The company’s most important product candidate is Kevetrin. In laboratory testing, Kevetrin has been shown to be effective in treating advanced solid tumors. Pre-clinical research also indicated that Kevetrin is effective against many forms of aggressive cancer including breast, colon, lung, and brain tumors. The research demonstrated tumor growth delay and tumor size reduction. Kevetrin is currently in Phase I testing at Harvard Cancer Center’s Dana-Farber Cancer Institute.
So what makes Kevetrin special? The secret sauce (so to speak) behind Kevetrin is its ability to activate p53. More commonly known as the “Guardian Angel Gene,” the p53 gene is extremely important in controlling cell mutations. P53 is a tumor suppressor protein that is encoded by the TP53 gene in humans and is widely thought to hold a key to the cure for cancer.
At the end of the last quarter, Cellceutix Corp (OTCBB:CTIX) reported a cash position of $1.1 million. This is an increase of more than $800,000 from the prior quarter. Given that Cellceutix Corp (OTCBB:CTIX) has a comfortable cash position and recently signed a new financing deal worth $10 million with Aspire Capital, investors should take comfort that the company will most likely not to have dilute for some time.

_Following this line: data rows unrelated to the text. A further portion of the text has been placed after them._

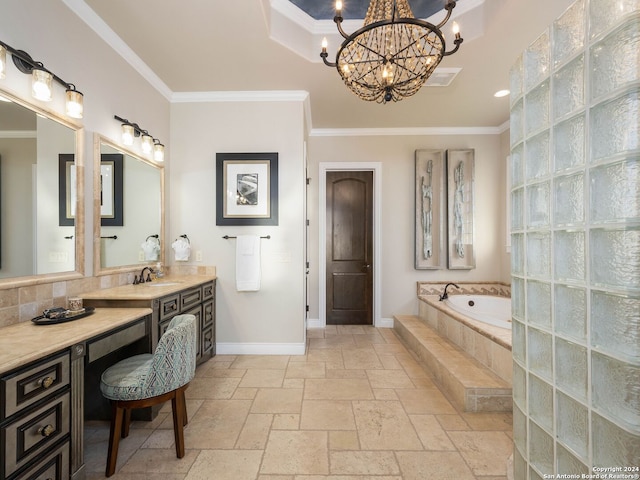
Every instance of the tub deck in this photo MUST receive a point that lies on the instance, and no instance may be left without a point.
(472, 387)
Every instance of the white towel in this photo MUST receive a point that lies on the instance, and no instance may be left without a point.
(248, 263)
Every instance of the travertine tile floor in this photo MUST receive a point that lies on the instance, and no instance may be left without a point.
(357, 406)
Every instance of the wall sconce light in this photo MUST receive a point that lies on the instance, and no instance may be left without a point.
(149, 144)
(42, 80)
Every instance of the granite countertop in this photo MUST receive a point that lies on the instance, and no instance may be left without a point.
(149, 290)
(25, 342)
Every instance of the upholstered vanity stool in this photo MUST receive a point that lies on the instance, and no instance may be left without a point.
(149, 379)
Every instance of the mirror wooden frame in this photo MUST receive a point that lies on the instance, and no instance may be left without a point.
(79, 233)
(98, 270)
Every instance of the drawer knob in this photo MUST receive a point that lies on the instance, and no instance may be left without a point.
(46, 382)
(47, 430)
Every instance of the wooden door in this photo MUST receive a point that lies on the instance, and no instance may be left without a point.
(349, 245)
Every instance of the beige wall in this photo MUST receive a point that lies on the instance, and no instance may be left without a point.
(193, 133)
(396, 153)
(271, 320)
(74, 52)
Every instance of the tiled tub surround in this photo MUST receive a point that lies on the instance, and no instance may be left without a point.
(489, 345)
(461, 353)
(575, 161)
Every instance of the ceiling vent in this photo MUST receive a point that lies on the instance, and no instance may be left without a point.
(442, 77)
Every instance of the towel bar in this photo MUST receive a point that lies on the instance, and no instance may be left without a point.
(227, 237)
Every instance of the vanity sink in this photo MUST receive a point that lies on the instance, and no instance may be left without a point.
(161, 284)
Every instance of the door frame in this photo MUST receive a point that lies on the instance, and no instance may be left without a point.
(376, 168)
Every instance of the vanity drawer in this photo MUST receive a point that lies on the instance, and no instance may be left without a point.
(169, 306)
(28, 436)
(190, 297)
(53, 466)
(36, 381)
(208, 314)
(208, 291)
(208, 342)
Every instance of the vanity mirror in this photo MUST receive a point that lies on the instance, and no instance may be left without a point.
(128, 209)
(35, 245)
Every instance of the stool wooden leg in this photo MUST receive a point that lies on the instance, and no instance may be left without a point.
(114, 438)
(178, 408)
(126, 422)
(184, 402)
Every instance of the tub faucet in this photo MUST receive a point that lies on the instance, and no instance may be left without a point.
(141, 279)
(444, 295)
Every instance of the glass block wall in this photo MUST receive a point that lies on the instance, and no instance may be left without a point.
(575, 174)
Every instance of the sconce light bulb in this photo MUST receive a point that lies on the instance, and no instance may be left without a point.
(3, 61)
(41, 87)
(75, 103)
(158, 152)
(127, 134)
(147, 143)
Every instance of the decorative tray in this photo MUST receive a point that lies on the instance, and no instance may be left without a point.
(65, 316)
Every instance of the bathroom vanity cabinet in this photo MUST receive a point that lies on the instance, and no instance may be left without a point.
(43, 387)
(167, 297)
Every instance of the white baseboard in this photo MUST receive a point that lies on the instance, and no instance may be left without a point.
(315, 323)
(260, 348)
(385, 323)
(381, 323)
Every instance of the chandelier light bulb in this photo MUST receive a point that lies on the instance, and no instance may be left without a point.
(158, 152)
(147, 143)
(41, 87)
(127, 134)
(74, 103)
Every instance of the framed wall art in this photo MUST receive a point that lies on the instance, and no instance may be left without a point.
(460, 189)
(246, 189)
(430, 210)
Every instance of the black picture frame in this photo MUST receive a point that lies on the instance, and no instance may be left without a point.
(115, 163)
(247, 188)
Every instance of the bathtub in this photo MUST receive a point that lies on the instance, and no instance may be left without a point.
(488, 309)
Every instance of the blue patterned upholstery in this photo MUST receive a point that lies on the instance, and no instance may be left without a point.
(171, 366)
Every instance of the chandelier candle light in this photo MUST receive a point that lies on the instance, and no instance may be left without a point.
(393, 54)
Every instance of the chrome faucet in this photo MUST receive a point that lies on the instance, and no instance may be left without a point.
(444, 295)
(141, 279)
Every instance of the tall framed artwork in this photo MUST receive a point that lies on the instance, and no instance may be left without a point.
(430, 210)
(246, 189)
(460, 211)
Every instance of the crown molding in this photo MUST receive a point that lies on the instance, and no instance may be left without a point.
(410, 131)
(91, 18)
(241, 96)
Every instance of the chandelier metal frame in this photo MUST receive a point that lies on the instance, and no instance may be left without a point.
(393, 54)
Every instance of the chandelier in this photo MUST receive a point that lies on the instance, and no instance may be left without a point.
(393, 54)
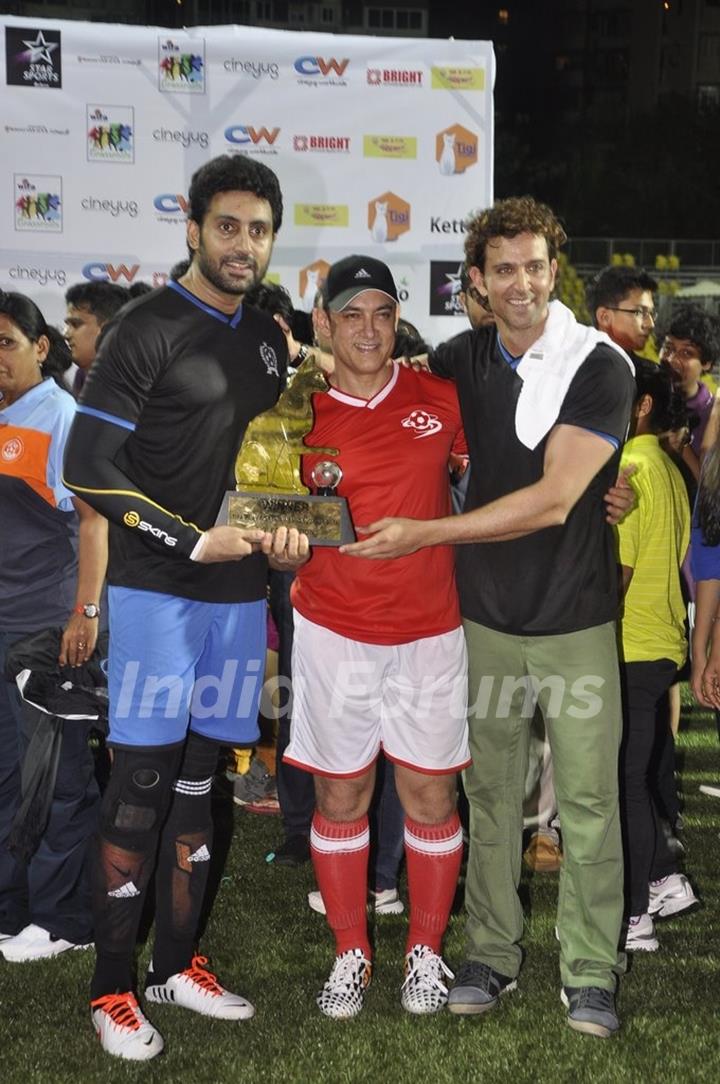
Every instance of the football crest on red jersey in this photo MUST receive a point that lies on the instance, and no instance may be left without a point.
(423, 423)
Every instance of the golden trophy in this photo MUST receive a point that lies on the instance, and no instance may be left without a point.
(269, 491)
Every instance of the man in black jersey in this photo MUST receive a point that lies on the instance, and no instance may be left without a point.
(178, 376)
(545, 405)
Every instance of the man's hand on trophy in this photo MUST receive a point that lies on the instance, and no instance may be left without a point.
(228, 543)
(286, 549)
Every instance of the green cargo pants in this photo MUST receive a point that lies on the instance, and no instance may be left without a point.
(575, 680)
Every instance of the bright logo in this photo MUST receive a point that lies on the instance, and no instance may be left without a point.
(38, 204)
(311, 279)
(388, 217)
(455, 150)
(181, 67)
(422, 423)
(12, 450)
(395, 77)
(110, 272)
(458, 78)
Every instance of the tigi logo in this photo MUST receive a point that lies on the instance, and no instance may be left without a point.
(311, 280)
(245, 139)
(34, 57)
(110, 272)
(181, 65)
(111, 133)
(318, 71)
(38, 204)
(270, 359)
(388, 218)
(455, 150)
(12, 450)
(422, 423)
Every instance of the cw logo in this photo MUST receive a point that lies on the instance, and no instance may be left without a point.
(169, 204)
(317, 65)
(244, 133)
(110, 272)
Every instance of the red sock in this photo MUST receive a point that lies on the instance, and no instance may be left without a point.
(433, 853)
(339, 856)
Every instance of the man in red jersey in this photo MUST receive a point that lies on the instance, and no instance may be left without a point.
(378, 657)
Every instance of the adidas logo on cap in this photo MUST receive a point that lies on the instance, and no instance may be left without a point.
(355, 274)
(125, 891)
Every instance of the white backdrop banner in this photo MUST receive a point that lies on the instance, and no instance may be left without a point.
(382, 145)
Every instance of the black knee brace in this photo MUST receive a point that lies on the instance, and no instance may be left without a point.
(200, 758)
(138, 795)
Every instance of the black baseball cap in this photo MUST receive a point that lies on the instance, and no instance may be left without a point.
(352, 275)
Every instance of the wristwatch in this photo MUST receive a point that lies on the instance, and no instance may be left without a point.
(90, 609)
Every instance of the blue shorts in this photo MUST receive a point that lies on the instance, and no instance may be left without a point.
(176, 663)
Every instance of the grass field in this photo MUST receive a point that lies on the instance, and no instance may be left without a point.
(267, 944)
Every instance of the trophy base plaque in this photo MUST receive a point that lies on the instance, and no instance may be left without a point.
(324, 519)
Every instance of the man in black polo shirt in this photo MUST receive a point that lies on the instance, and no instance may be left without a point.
(178, 376)
(545, 405)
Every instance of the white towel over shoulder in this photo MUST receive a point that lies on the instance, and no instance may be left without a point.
(548, 369)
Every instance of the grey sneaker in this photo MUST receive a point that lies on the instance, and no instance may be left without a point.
(477, 988)
(256, 784)
(591, 1010)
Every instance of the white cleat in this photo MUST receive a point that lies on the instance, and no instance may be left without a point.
(197, 989)
(425, 989)
(641, 934)
(35, 943)
(123, 1029)
(670, 895)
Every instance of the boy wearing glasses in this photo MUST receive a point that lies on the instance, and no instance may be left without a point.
(620, 302)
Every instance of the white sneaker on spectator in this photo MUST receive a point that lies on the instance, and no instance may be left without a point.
(35, 943)
(385, 902)
(198, 990)
(124, 1030)
(670, 895)
(641, 934)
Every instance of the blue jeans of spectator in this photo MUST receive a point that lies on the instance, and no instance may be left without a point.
(51, 890)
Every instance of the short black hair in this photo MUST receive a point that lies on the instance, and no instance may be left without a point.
(103, 299)
(27, 317)
(669, 410)
(233, 172)
(698, 326)
(613, 284)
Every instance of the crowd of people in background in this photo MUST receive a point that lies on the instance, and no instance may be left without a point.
(528, 556)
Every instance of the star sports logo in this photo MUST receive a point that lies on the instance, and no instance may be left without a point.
(33, 57)
(422, 423)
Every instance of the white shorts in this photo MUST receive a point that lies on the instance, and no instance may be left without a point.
(350, 698)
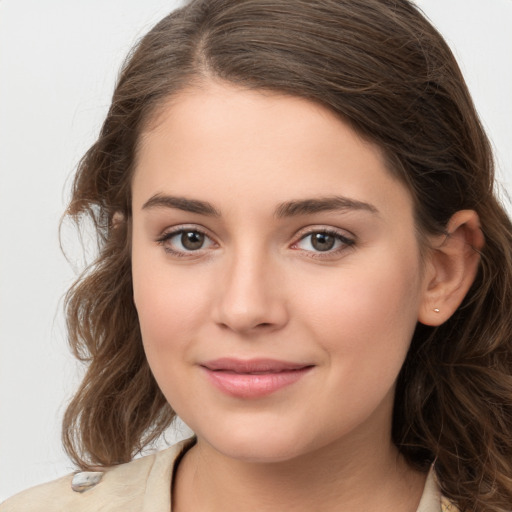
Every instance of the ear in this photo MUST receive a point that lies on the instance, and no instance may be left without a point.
(117, 219)
(451, 267)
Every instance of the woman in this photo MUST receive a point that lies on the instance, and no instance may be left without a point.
(302, 256)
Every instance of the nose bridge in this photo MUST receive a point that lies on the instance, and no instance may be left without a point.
(249, 296)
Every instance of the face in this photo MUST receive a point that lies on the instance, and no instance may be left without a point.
(276, 273)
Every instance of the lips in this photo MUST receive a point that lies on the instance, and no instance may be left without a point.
(253, 378)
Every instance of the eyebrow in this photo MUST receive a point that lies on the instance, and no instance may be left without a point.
(181, 203)
(293, 208)
(310, 206)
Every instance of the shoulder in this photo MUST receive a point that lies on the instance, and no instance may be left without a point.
(128, 487)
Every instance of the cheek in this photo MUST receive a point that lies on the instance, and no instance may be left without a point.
(367, 314)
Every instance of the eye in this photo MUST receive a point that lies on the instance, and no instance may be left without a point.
(323, 242)
(182, 241)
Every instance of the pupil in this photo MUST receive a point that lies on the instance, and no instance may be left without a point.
(192, 240)
(322, 242)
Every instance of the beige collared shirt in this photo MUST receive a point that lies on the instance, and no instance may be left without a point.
(143, 485)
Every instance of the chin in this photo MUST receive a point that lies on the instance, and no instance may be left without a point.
(260, 446)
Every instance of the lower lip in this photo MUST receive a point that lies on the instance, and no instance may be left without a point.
(246, 385)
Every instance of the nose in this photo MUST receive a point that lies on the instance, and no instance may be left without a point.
(250, 297)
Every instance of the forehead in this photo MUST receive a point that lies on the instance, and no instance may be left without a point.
(220, 140)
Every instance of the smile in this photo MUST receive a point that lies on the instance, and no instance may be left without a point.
(253, 378)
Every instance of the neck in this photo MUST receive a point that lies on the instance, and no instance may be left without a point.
(341, 477)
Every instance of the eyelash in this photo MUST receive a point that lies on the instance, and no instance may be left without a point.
(345, 241)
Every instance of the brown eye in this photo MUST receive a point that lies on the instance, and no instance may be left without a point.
(322, 241)
(192, 240)
(329, 242)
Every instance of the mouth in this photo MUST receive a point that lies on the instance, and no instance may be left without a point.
(253, 378)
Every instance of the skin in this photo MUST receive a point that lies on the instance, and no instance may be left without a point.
(259, 288)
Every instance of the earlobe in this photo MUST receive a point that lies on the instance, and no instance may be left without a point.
(451, 267)
(117, 219)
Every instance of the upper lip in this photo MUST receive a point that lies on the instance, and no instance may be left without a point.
(252, 365)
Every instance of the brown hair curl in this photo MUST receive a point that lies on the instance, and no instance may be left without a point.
(382, 67)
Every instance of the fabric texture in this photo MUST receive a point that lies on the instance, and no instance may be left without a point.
(144, 485)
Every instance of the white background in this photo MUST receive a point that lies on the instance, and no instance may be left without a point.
(58, 64)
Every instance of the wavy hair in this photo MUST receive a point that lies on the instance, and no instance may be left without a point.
(383, 68)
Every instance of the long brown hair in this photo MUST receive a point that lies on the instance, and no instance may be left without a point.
(382, 67)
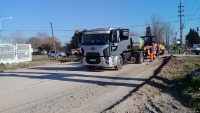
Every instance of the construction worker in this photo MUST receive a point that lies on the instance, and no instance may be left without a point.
(179, 49)
(152, 53)
(187, 46)
(158, 50)
(155, 50)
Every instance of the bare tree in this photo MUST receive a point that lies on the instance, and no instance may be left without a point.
(157, 28)
(18, 37)
(35, 42)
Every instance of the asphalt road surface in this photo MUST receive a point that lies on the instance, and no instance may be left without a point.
(70, 87)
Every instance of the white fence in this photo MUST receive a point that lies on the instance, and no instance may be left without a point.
(10, 53)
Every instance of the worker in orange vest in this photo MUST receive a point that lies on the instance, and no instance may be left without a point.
(187, 46)
(154, 52)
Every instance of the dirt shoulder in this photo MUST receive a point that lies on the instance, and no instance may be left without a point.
(155, 95)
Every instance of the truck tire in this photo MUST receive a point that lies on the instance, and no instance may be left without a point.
(91, 67)
(119, 63)
(140, 58)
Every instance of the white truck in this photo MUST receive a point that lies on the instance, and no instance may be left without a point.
(196, 49)
(110, 47)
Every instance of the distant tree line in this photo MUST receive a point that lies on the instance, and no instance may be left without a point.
(193, 37)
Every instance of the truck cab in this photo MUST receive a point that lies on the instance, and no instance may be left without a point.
(104, 47)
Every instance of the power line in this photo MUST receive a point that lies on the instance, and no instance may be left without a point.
(181, 25)
(122, 26)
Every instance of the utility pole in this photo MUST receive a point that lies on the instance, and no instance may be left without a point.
(181, 24)
(54, 47)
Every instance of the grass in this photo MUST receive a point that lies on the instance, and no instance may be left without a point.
(188, 88)
(33, 63)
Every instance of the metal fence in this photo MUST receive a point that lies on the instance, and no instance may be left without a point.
(15, 53)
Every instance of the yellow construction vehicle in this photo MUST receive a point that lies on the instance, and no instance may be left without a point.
(148, 41)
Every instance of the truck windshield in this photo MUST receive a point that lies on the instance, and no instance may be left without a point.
(95, 39)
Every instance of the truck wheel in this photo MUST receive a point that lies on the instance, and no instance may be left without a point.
(91, 67)
(119, 63)
(140, 58)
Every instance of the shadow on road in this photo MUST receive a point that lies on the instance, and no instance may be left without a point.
(69, 78)
(152, 82)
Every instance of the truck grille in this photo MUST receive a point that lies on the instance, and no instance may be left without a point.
(93, 58)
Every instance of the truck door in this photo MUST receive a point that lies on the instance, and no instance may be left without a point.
(120, 41)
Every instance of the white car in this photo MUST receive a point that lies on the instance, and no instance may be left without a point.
(58, 53)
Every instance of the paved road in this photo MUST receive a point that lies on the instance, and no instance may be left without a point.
(69, 87)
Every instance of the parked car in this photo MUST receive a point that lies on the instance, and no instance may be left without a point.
(58, 53)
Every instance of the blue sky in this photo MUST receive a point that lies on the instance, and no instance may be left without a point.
(33, 16)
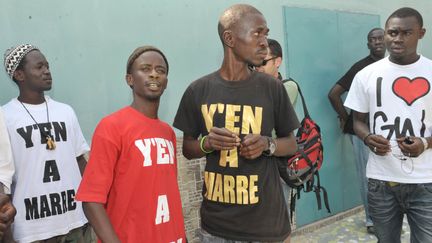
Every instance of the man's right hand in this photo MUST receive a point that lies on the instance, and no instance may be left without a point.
(378, 144)
(7, 213)
(221, 139)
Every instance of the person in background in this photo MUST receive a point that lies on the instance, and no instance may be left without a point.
(375, 43)
(395, 91)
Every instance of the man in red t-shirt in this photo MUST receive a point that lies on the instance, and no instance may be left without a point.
(129, 189)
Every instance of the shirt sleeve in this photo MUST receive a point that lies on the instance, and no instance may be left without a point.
(187, 117)
(7, 168)
(286, 119)
(358, 98)
(99, 173)
(80, 144)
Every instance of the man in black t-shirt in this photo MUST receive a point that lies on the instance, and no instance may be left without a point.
(376, 47)
(228, 116)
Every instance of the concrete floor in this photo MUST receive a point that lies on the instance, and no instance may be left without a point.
(350, 229)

Cellceutix Corp (OTCBB:CTIX) currently has a market capitalization of approximately $170 million. In 2010, a similar company signed a partnership agreement with potential milestone payments of $400 million. Should a similar type of deal be reached here, investors can certainly expect the current share price to at least double. However, investors must be aware of the risks. There are two main risks with Cellceutix Corp (OTCBB:CTIX). The first risk is future share offerings. Given that the company is very early on in its trials, future secondary offerings are to be expected. Early stage biotech companies typically burn a significant amount of cash each quarter, so it will be important to analyze this going forward. Thus far, the company has been able to efficiently manage its assets, and hopefully that continues.
The second risk is the competitive landscape. There are three biotechnology giants that are also participating in the p53 race. Those companies are Merck & Co., Inc. (NYSE:MRK), Roche Holding Ltd. (ADR) (OTCMKTS:RHHBY), and Sanofi SA (ADR) (NYSE:SNY). The good news for shareholders and prospective investors is that Cellceutix is ahead of these other companies. Ideally, Cellceutix will be able to complete its Phase I trial within the next few months and proceed to Phase II to firmly establish itself as the p53 leader.